Let’s Talk About Feelings: Sadness and Joy (Part 2 of 2)

Sadness’s Equal/Opposite: Joy
Exuberance, excitement, energy, cheer— everything absent in sadness is present in joy. Where sadness may create distance and disinterest, joy generates playfulness and stimulation. While sadness lends itself to isolation, joy thrives in connection. Joy is the bliss that mirrors sadness’s despair. Of course, even joy should be approached with moderation; after all, ongoing euphoria and mania are of psychological concern too! As suggested in the previous posts, there’s an important balanced relationship here.

Joy Vs. Happiness
Joy represents something deeply internal, but in our culture, we often settle for its more surface-level cousin “happiness.” You may have noticed that “happy” doesn’t even appear on the version of the feeling wheel which appears throughout this series, and that’s because happy is something dependent on external factors. Joy may include happiness, but it signifies deeper connections happening. For example, I’m happy when I drink an Aardwolf El Mariachi stout. My taste buds have signified there’s something delicious in my mouth, and this makes me happy. I experience joy when I share this beer with friends or when I remember the first time my wife and I visited Aardwolf together and had one of the bartenders say with a smile, “So you like stouts? How do you feel about spiced chocolate?” Sure, the beer is still something external, but its connection to deeper emotions, memories, and relationships makes this an experience of joy, not just happiness. I’m getting into a personal soapbox now, but I think one of our biggest mistakes as a culture is settling for happiness instead of joy— settling for an immediate sensual gratification when there might be deeper fulfillment available. Anyway, as to joy’s relationship to sadness…

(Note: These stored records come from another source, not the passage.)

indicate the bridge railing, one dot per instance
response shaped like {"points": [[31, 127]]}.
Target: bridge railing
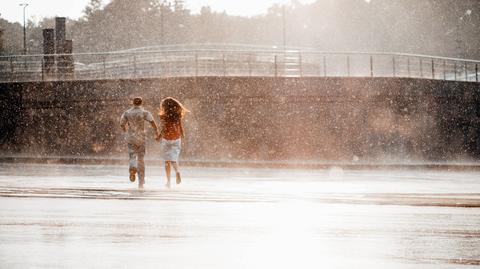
{"points": [[214, 62]]}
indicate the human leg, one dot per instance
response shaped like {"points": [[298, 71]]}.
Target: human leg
{"points": [[167, 172], [141, 167], [132, 161], [177, 172]]}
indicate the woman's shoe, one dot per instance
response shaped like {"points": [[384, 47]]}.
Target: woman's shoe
{"points": [[132, 171], [179, 179]]}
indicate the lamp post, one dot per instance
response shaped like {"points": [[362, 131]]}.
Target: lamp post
{"points": [[24, 5], [284, 28], [459, 39]]}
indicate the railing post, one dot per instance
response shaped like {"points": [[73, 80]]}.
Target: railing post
{"points": [[196, 64], [11, 66], [275, 65], [43, 74], [224, 65], [249, 63], [324, 65], [371, 66], [393, 65], [408, 67], [476, 72], [433, 69], [444, 70], [300, 63], [455, 71], [348, 65], [104, 67], [134, 66], [421, 68]]}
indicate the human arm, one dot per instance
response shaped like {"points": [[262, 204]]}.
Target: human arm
{"points": [[182, 133], [157, 132], [123, 122]]}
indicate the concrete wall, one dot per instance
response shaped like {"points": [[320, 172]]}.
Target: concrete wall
{"points": [[346, 119]]}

Image property of Pixar Animation Studios

Getting to Know Your Sadness and Joy
Of the feeling pairs we’ll look at, sadness and joy are unique because we actually have English words for when the two coexist at the same time: poignant, bittersweet, and even nostalgic (as in “happy it happened but also sad it’s in the past”). We don’t really have comparable words for anger/power and fear/peace, but we’re comfortable enough with the idea of something being both happy and sad that we’ve found ways to describe the feeling. Sadness and joy may seem like polar opposites who couldn’t possibly coexist, and yet, our grief often involves both. So often, sadness relates to the loss of something that once gave us joy, and entering into that sadness may help us to reach a place where we can feel joy again. There’s an ebb and flow to these particular feelings. Sadness may do the therapeutic work which will create the space for joy. And just because joy will someday recede again doesn’t mean we can’t enjoy the feeling in the moment.

On a Personal Note
I once worked with a recent widower (maybe a year and a half out from the loss) who had entered a deep sadness he couldn’t seem to shake. He had moved in with one of his adult children, and whenever he began to talk about his feelings toward his late wife, his child would shush him. As time went by, my patient felt more and more isolated and lonely. He could only talk about the pain and despair he felt with his loss. He wondered if he’d ever be happy again. Noticing that the inability to talk about his wife was a major part of his suffering, some of the nurses and I began encouraging him to share stories about her with us. As he recounted tales of his various adventures with his wife, he began smiling and laughing more often. In my last visit with him, he reported feeling significantly better after his time in the hospital. Sharing those stories hadn’t made his sadness go away. He still missed his wife. But that sadness was now partnered with joy. His grief now had space for both feelings.

Sadness and joy are potent and important emotions.
They inform one another.
Rather than keeping either at bay,
we should feel them.
Embrace them.
Let them do their work.

Next week: anger.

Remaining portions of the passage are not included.